Dieter Keller benutzt sehr früh die Mittel der seriellen und informellen Fotografie und erzeugte filmisch anmutende Bildsequenzen, um eine subjektive Realitätserfahrung anzuregen. Die fotografische Übertragung von Bildern der Grausamkeit und apokalyptisch anmutender Zerstörung in abstrahierende und formale Bildkonstruktionen führt daher bei Keller nicht zu dem gewohnheitsmäßig emotionalen Verflachungs- und Abstumpfungsprozess dokumentarischer Fotografie, sondern intensiviert die subjektive Betroffenheit. Auch nach heutigen Maßstäben folgt Dieter Keller einer modern anmutenden Bildästhetik, die einerseits der Prägung durch seine Künstlerfreunde zu verdanken ist, andererseits aber auch deutlich macht, dass der künstlerisch geschulte Fotograf der Bauhauszeit die ästhetische Wahrnehmung generell als Schlüssel zur Realitätsverarbeitung und psychischen Bewältigung zu nutzen wusste. Insofern fügen sich seine verstörenden Bilder von Kriegsgräueln an der Zivilbevölkerung in die europäische Bildtradition von Kriegsdarstellungen ein, wie sie durch die Schreckensbilder von Hieronymus Bosch, Francisco de Goya oder Otto Dix geprägt wurde.

Publikation: DIETER KELLER – DAS AUGE DES KRIEGES Ukraine 1941/42
Herausgeber Dr. Norbert Moos
Verlag Buchkunst Berlin
www.buchkunst-berlin.de

NEUE ZEIT? 75 Jahre Kriegsende
Dieter Keller: Ukraine 1941/42 © Dr. Norbert Moos

WARSCHAU, HERBST 1939
Fotograf unbekannt


Das Archiv, welches 1993 auf einem niederbayerischen Dachboden von dem Passauer Fotografen Michael Geins gefunden wurde, zeigt die Besetzung Warschaus im Herbst 1939. Der bis heute unbekannte Fotograf, welcher im Umfeld der deutschen Wehrmacht zu suchen ist, schien sich in der Stadt frei bewegen zu können. Seine Aufnahmen stammen aus verschiedenen Stadtbezirken, auch aus dem jüdischen Viertel. Sie zeigen neben den Kriegsschäden und Stadtansichten das sich verändernde Leben der Bevölkerung in der besetzten Stadt, welche am 28. September 1939 kapituliert hatte. Der Fotograf dokumentierte das ganze Ausmaß der Zerstörung Warschaus nach dreiwöchigen schweren Bombenangriffen und einer Kesselschlacht. Zwölf Prozent aller Gebäude wurden vernichtet, und knapp 26.000 Zivilisten starben. Die Menschen wurden auf der Straße und auf noch vorhandenen Grünflächen begraben. Wir sehen in ausgezehrte Gesichter, in die sich der Hunger und die Unsicherheit vor dem, was kommen wird, eingeschrieben hat. Doch kaum ein Gesicht trägt Anzeichen von Furcht.

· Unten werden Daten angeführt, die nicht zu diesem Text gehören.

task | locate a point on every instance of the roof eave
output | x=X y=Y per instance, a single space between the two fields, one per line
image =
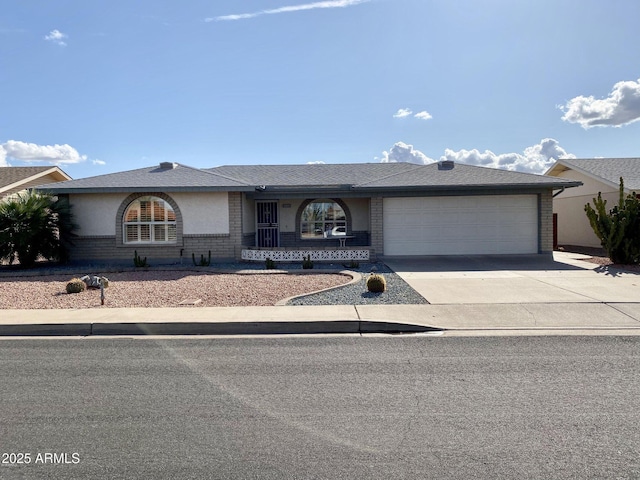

Das Warschauer Ghetto wurde im August 1940 errichtet und war das größte Sammellager für den Transport in das Vernichtungslager Treblinka. Vor dem Zweiten Weltkrieg hatte Warschau die größte jüdische Gemeinde Europas, und – nach New York – die zweitgrößte in der Welt. Hier lebten 337.000 Juden. In ganz Polen lebten kurz vor Ausbruch des Krieges 3,5 Millionen Juden. Nach 5 Jahren deutscher Besatzung waren es noch ungefähr 300.000. In Warschau gab es keine Juden mehr. Doch im Herbst 1939 wissen die jüdischen Einwohner Warschaus davon noch nichts, sie tragen noch nicht den gelben Davidstern auf ihren Kleidern. Wir Nachgeborenen kennen ihr Schicksal.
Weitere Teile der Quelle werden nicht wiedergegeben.